Les analystes de l’industrie ont fourni diverses interprétations de ces résultats. Mona Nazir de Valeurs mobilières Banque Laurentienne a maintenu sa recommandation d’« achat » sur les actions de Great-West, soulignant le bénéfice de base record comme preuve de la solidité opérationnelle.
« Quand on regarde au-delà des chiffres globaux, Great-West exécute bien sa stratégie d’affaires fondamentale », a écrit Nazir dans une note aux clients. « L’impact de la volatilité du marché est transitoire, tandis que la capacité bénéficiaire de leur franchise continue de se renforcer. »
Pendant ce temps, Gabriel Dechaine de la Financière Banque Nationale a adopté un ton plus prudent, soulignant l’écart croissant entre le bénéfice de base et le bénéfice net comme une préoccupation potentielle. « Bien que la croissance du bénéfice de base soit impressionnante, les investisseurs devraient se demander si cette divergence représente un phénomène temporaire ou signale des défis plus profonds dans la réconciliation de la performance opérationnelle avec la réalité comptable », a noté Dechaine.
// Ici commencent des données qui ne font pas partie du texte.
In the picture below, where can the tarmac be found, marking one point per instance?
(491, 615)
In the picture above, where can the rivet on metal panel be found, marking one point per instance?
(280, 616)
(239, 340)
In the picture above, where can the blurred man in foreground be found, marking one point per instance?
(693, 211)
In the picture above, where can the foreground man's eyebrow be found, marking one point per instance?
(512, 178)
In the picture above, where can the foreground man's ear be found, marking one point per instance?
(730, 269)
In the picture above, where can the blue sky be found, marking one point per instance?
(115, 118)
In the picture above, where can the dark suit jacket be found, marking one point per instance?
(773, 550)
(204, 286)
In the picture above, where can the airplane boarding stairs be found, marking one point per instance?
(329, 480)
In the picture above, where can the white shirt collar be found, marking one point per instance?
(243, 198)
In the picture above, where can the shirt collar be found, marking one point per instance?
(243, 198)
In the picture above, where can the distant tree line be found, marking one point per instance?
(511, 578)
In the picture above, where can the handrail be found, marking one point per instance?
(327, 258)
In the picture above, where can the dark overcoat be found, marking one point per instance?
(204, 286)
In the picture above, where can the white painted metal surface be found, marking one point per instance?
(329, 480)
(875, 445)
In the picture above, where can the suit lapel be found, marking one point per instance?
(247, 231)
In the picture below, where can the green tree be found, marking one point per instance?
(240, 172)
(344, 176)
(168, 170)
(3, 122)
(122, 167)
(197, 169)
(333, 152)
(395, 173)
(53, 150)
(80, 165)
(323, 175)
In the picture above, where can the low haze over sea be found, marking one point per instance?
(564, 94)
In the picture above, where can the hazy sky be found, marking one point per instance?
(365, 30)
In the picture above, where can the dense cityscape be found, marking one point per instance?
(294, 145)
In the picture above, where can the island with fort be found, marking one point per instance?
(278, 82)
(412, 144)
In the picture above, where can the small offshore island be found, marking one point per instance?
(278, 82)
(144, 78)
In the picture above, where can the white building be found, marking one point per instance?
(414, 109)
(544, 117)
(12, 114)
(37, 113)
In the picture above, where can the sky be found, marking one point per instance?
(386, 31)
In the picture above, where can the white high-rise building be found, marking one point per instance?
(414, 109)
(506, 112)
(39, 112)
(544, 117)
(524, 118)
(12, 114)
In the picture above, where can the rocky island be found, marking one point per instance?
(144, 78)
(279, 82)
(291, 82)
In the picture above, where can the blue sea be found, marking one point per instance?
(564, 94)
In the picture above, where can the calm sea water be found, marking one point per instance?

La position en capital de Great-West reste solide, avec un ratio du TSAV de 123 %, bien au-dessus des exigences réglementaires. Le conseil d’administration a approuvé le maintien du dividende trimestriel à 0,65 $ par action ordinaire, ce qui marquerait la 40e année consécutive d’augmentation des dividendes si cette tendance se poursuit jusqu’en 2025.
Pour l’avenir, la direction a réaffirmé ses objectifs financiers à moyen terme, notamment une croissance annuelle du bénéfice de base par action de 8 à 10 %. Toutefois, les dirigeants ont reconnu les incertitudes économiques persistantes, notamment concernant l’inflation et les trajectoires des taux d’intérêt, qui pourraient avoir un impact sur les rendements des investissements et le comportement des titulaires de polices.
Les actions de l’entreprise ont initialement chuté après la publication des résultats, mais se sont redressées en milieu de séance à mesure que les investisseurs assimilaient ces résultats mitigés. Depuis le début de l’année, les actions de Great-West ont augmenté d’environ 8 %, sous-performant par rapport à la hausse de 11 % de l’indice composé S&P/TSX.
Pour les près de 31 000 employés de Great-West et de ses filiales – et les millions de clients qu’ils servent – ces résultats reflètent la navigation continue de l’entreprise dans les réalités post-pandémiques. L’accent mis sur la transformation numérique se poursuit, l’entreprise signalant une augmentation de 22 % des interactions numériques avec les clients par rapport au même trimestre de l’année dernière.
Les données du Bureau d’assurance du Canada suggèrent que le secteur de l’assurance vie et maladie a fait preuve d’une résilience remarquable malgré les vents contraires économiques, la croissance des primes dépassant l’inflation dans la plupart des catégories de produits au premier semestre 2025.
Alors que Great-West approche de son 150e anniversaire en 2027, l’entreprise se trouve à équilibrer ses modèles d’affaires traditionnels avec le besoin d’innovation dans un paysage de services financiers de plus en plus numérique. Le rapport financier d’hier, avec ses indicateurs contrastés, semble emblématique de cette transition même – des fondations solides soutenant de nouvelles initiatives de croissance, même si certaines lignes d’activité traditionnelles font face à des pressions d’ajustement.
Le récit financier de Great-West, comme cette illusion d’optique que j’ai mentionnée, dépend en fin de compte des indicateurs sur lesquels les investisseurs choisissent de se concentrer. Pour l’instant, la direction parie que le bénéfice de base record se traduira éventuellement par une amélioration des résultats nets à mesure que les facteurs ponctuels s’estomperont et que la force des activités principales se manifestera.